Aug 15, 2017 | Currency Market Analysis

Global Themes

Poor Chinese data sends oil, SGD lower

Markets eased back from their North Korean fears overnight with equity markets strongly higher and safe haven currencies weaker.

However, the Singapore dollar was unable to benefit with weaker Chinese data hitting the local currency. The SGD is often driven by moves in oil prices.

Yesterday, Chinese industrial production and retail sales reports missed expectations substantially.

Commodities were weaker with oil down 2.6%. Gold fell 0.6% and iron ore dropped 4.0%.


The SGD weakness, combined with a stronger greenback, saw the USDSGD climb 0.2%.

The euro remained near two-year highs. Overnight, Wolfgang Schauble, German finance minister, said the European Central bank is likely to start winding back stimulus in September.

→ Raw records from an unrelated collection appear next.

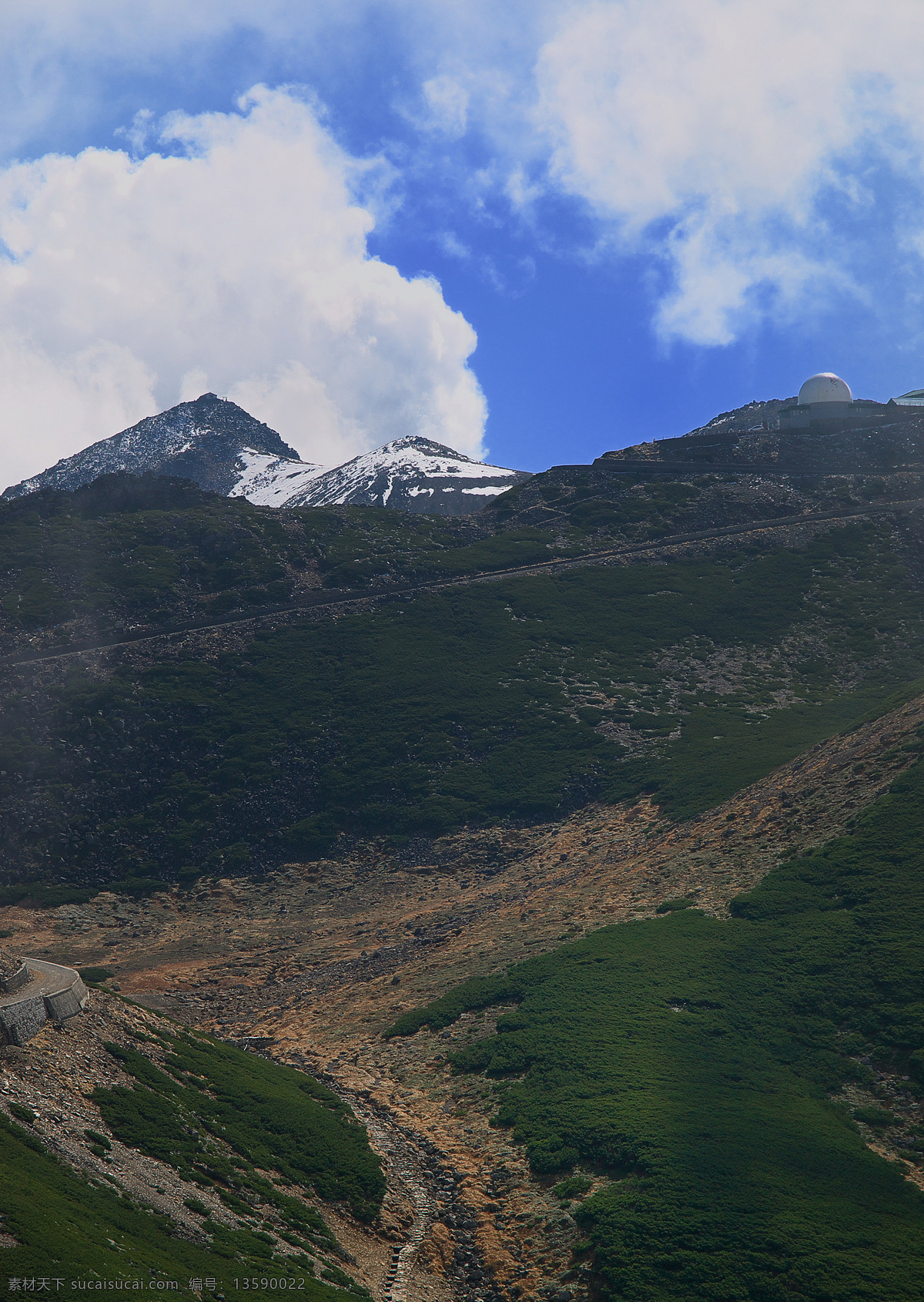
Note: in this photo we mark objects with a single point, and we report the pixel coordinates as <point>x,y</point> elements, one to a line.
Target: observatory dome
<point>824,387</point>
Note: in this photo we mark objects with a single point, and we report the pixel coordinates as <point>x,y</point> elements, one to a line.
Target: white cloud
<point>738,145</point>
<point>239,263</point>
<point>714,132</point>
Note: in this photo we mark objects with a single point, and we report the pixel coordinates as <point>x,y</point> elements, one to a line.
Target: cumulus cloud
<point>237,264</point>
<point>752,150</point>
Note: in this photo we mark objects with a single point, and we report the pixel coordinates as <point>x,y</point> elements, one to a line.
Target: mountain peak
<point>199,441</point>
<point>224,449</point>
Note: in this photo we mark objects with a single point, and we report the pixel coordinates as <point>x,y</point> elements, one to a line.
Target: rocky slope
<point>222,448</point>
<point>311,964</point>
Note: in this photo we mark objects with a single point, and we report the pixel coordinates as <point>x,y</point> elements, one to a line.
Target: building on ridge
<point>825,398</point>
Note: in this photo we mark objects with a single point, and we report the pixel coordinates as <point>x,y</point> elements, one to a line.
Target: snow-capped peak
<point>413,475</point>
<point>220,447</point>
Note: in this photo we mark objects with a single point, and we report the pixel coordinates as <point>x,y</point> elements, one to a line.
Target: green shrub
<point>875,1116</point>
<point>693,1059</point>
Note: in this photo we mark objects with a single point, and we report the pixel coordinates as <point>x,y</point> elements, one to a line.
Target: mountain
<point>224,449</point>
<point>651,790</point>
<point>411,475</point>
<point>211,441</point>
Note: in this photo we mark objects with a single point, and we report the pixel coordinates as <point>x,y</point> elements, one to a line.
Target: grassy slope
<point>695,1062</point>
<point>216,1113</point>
<point>470,706</point>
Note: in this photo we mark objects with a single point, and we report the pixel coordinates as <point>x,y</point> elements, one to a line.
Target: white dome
<point>824,387</point>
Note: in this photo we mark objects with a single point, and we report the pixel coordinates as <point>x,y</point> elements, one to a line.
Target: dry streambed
<point>315,961</point>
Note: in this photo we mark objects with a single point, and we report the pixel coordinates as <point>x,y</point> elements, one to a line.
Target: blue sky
<point>641,213</point>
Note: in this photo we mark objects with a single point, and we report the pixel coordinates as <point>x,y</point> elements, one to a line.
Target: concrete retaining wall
<point>54,994</point>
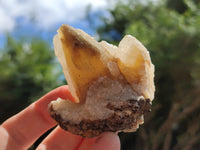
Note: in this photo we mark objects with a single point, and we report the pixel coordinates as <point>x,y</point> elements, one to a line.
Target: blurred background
<point>170,30</point>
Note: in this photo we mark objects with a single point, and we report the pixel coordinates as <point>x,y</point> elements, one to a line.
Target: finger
<point>107,141</point>
<point>87,144</point>
<point>25,127</point>
<point>60,140</point>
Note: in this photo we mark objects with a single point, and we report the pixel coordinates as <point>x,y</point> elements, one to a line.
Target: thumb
<point>107,141</point>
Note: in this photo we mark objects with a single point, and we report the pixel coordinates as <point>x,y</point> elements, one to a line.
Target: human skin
<point>23,129</point>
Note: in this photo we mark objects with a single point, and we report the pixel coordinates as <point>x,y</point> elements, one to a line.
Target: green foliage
<point>28,70</point>
<point>172,36</point>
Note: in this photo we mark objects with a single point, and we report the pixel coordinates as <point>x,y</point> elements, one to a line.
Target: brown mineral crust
<point>125,117</point>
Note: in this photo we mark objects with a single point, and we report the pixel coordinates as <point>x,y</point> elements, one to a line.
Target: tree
<point>28,70</point>
<point>172,37</point>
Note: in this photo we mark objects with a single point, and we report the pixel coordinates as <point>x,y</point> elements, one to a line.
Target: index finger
<point>28,125</point>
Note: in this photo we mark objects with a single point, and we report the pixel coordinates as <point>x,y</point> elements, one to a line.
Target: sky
<point>43,17</point>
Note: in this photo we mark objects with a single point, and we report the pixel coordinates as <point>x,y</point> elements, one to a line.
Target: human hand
<point>22,130</point>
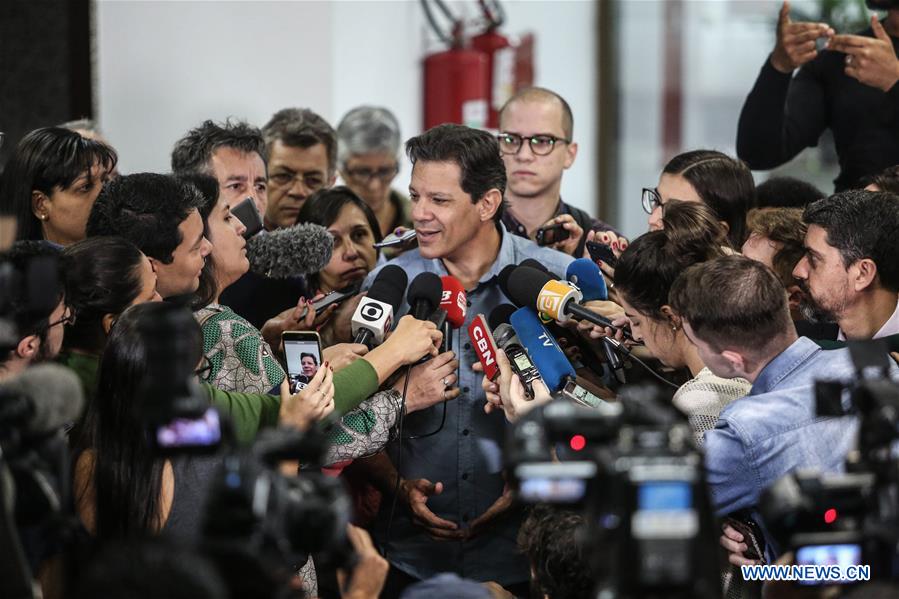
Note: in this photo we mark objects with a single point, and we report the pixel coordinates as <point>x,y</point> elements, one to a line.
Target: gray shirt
<point>466,455</point>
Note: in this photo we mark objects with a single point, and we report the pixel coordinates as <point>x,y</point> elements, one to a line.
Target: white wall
<point>164,66</point>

The safe haven currencies were mostly weaker as easing geopolitical fears drove these markets. The Japanese yen fell 0.3% against the Singapore dollar while the Swiss franc fell 0.9%.

UK inflation

Looking to the day ahead, UK inflation will be the major release with a recent jump in UK inflation causing the Bank of England to consider possible rate hikes.

The British pound fell to two-month lows.

From the US, retail sales are due, with markets looking for a guide to second-half US economic growth.